Nothing had less than five hundred Health, and the vast majority were a thousand and higher.
I could see the Mick was itching to test himself against the creatures, especially any solo spawns that we saw, but he held off.
The job first.
-------
“Too many virindi,” I judged from the edge of the hill near Harraag’s former den, staying very low.
There were a lot of powerful virindi Summons up, particularly Quiddox and Paradox… and all of them were Shadow-touched, which might indicate something about splits in the Quiddity, or just how susceptible the things were to infection by outside forces.
“It might mean Aerbax be still alive,” the Mick agreed, pushing back and sliding below the lip. I followed suit.
“I have no idea if that is good or bad for us, but it’s certainly not good for the virindi,” I agreed, hopping on my Invisible Disk as he turned west yet again.

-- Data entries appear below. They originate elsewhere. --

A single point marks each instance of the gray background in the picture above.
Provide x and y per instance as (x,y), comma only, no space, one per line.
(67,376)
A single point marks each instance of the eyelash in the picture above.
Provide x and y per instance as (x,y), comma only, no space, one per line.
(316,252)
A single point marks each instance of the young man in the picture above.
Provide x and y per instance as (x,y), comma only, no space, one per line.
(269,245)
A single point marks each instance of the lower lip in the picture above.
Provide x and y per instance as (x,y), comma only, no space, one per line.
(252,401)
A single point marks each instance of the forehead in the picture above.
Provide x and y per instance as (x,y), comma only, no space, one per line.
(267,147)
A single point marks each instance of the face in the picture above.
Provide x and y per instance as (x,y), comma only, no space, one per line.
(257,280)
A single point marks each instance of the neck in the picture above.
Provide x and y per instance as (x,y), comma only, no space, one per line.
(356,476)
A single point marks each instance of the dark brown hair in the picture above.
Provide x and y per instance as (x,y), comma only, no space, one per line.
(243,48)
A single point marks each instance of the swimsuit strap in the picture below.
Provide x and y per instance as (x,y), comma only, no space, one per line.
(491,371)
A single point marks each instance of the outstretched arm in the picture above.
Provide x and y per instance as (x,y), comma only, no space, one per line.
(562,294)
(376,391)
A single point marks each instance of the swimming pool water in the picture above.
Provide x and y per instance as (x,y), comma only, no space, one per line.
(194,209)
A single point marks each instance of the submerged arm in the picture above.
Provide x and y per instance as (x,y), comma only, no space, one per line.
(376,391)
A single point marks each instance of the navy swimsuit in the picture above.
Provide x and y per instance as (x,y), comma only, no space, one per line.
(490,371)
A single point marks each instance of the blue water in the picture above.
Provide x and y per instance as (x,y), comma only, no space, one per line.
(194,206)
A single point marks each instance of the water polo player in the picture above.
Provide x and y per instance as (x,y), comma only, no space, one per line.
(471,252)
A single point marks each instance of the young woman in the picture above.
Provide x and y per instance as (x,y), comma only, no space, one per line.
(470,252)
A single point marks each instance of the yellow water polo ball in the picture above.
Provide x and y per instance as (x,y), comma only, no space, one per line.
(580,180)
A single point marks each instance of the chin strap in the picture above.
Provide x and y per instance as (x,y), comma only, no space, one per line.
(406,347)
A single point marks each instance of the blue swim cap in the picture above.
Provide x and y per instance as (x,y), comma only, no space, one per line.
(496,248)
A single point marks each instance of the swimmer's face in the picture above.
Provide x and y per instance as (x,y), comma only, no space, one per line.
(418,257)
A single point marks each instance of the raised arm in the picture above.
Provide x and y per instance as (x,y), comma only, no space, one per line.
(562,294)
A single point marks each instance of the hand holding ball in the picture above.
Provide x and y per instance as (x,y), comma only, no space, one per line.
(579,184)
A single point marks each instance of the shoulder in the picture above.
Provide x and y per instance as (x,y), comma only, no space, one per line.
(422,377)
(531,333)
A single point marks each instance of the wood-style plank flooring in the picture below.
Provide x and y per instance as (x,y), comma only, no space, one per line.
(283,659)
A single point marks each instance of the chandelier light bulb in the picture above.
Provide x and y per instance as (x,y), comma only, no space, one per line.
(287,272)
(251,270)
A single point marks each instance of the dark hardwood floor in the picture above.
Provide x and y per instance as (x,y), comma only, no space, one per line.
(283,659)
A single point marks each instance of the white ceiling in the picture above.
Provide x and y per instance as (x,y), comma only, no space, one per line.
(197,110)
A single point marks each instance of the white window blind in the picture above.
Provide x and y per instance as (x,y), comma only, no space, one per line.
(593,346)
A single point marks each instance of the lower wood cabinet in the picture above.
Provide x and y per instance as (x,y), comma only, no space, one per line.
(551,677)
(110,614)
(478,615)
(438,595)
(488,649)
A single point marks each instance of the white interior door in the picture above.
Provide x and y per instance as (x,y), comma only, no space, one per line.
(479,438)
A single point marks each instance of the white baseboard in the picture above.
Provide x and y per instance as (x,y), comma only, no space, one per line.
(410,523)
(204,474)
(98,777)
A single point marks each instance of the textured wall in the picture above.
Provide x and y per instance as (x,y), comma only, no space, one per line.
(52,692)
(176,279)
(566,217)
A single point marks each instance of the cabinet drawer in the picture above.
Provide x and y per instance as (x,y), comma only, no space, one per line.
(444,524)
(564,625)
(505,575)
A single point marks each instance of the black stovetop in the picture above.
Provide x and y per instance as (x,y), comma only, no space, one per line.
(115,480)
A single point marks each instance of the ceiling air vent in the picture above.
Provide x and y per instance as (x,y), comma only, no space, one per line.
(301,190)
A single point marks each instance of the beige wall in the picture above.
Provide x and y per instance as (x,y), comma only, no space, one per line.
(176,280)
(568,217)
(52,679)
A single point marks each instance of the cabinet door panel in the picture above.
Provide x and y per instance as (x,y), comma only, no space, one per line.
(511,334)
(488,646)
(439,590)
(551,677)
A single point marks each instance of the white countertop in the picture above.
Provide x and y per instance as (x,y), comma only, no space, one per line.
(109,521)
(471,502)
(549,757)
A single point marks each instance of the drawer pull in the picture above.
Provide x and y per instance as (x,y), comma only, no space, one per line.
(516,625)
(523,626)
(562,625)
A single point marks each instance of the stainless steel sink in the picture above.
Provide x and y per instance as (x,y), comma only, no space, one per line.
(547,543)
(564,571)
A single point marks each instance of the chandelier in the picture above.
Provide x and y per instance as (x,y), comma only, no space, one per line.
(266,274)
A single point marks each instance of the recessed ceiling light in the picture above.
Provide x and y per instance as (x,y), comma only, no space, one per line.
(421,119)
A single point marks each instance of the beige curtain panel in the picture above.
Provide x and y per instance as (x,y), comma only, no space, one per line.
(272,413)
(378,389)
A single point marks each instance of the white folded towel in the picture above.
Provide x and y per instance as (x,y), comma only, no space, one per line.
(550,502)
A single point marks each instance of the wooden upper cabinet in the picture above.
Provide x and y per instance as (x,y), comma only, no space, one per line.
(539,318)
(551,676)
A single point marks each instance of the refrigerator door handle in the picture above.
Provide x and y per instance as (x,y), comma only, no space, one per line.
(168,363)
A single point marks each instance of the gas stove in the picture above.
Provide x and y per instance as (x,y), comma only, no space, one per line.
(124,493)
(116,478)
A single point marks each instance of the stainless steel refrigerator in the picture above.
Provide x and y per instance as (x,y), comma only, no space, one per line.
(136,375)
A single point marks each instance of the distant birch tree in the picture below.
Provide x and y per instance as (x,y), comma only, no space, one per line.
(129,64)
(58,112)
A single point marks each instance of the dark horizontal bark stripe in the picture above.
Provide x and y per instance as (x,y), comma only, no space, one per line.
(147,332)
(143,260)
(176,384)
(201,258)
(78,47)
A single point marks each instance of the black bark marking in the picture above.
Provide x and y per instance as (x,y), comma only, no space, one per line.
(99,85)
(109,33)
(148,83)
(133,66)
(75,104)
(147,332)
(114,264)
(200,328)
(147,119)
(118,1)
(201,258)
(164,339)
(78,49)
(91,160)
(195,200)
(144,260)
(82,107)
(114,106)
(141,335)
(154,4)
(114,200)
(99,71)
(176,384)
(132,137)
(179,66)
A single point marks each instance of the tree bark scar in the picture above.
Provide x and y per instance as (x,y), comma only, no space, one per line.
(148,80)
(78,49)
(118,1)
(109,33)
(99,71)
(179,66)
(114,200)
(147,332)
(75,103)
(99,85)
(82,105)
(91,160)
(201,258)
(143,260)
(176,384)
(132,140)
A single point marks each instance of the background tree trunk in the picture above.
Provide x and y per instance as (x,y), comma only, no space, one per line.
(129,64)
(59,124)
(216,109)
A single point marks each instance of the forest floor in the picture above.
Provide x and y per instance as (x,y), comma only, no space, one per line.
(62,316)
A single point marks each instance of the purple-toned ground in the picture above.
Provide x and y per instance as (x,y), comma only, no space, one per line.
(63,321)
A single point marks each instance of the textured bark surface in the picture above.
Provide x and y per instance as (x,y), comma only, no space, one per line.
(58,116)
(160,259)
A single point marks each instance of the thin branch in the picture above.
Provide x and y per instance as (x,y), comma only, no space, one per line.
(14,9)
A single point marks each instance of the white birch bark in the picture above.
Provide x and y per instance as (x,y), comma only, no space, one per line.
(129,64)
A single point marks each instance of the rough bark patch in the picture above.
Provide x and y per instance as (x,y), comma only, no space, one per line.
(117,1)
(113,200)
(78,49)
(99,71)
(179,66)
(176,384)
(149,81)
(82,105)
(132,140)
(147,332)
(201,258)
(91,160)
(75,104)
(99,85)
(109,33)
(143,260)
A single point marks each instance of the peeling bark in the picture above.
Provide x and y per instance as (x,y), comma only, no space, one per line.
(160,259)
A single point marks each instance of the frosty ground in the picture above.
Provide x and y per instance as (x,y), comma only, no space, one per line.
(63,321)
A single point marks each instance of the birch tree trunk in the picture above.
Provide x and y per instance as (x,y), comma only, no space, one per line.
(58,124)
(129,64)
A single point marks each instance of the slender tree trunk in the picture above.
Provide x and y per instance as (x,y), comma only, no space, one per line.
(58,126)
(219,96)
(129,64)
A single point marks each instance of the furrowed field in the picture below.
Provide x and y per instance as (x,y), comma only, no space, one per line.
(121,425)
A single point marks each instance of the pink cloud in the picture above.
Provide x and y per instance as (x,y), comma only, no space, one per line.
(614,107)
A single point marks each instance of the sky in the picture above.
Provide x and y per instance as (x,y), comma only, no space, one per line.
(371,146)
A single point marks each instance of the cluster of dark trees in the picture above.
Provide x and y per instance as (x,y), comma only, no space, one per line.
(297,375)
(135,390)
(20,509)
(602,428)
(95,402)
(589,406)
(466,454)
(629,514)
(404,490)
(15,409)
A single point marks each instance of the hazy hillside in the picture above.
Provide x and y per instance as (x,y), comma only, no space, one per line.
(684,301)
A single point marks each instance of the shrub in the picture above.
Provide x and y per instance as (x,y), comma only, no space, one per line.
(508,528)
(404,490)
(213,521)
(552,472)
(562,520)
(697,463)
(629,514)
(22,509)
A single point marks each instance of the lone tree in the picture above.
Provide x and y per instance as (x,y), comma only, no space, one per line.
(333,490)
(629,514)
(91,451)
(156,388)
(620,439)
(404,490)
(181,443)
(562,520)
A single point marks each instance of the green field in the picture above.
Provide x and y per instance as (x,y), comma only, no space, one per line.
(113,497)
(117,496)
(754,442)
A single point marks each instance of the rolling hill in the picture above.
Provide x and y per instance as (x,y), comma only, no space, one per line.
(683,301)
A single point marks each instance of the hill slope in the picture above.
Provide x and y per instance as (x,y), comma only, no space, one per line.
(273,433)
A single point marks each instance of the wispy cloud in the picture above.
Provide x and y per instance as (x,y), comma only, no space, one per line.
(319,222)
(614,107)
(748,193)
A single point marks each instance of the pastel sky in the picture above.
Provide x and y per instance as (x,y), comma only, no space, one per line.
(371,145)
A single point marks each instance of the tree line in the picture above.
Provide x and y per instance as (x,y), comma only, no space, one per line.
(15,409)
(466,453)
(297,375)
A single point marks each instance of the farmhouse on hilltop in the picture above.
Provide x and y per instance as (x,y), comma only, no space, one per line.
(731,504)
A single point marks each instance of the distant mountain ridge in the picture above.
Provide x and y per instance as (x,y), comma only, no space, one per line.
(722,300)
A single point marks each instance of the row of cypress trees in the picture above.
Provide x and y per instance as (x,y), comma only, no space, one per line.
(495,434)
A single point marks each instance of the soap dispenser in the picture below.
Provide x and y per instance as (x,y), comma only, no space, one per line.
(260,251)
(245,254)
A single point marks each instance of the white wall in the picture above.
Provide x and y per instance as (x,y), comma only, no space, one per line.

“Well, it means he’s out o’ his den, an’ that means among the other banderlings. Likely there’s nothing good for us in this matter.”
“Can’t argue that,” I answered as he turned west. “You think Harraag set his sights on Ayan?”
“Isparians and others out o’ Ayan probably killed the bastard a thousand times or more. If he didn’t have a vengeful streak as big as Bonecrusher, I’m a mosswart.” He started on his way, and my Detects ranged out ahead, complementing eyes that ignored the darkness warily looking for signs of intruders.
Amusingly enough, the Elemental-phasing Weapons wielded by a lot of the creatures here were enough to give many of them away at some distance, as was the casual use of magic or venting of power.
The number of native real life forms wasn’t that high, however. I literally didn’t sense anything real bigger than a mouse or lizard.
Possibly the Summons were used to cull any species which might break the paradigm, and the subtle control of the Primal magic here held the environment to a certain level of development and no higher. Certainly the forest should have been a lot more overgrown than it was at the ground level, and while the trees seemed old, they weren’t BIG… which was pretty strange and put hackles on my neck at the creepiness of the restrained growth.
It was also possible the natural vitality was being drained away for some other purpose…
I sighed and shook my head, banishing such thoughts for now. It was a problem for the future.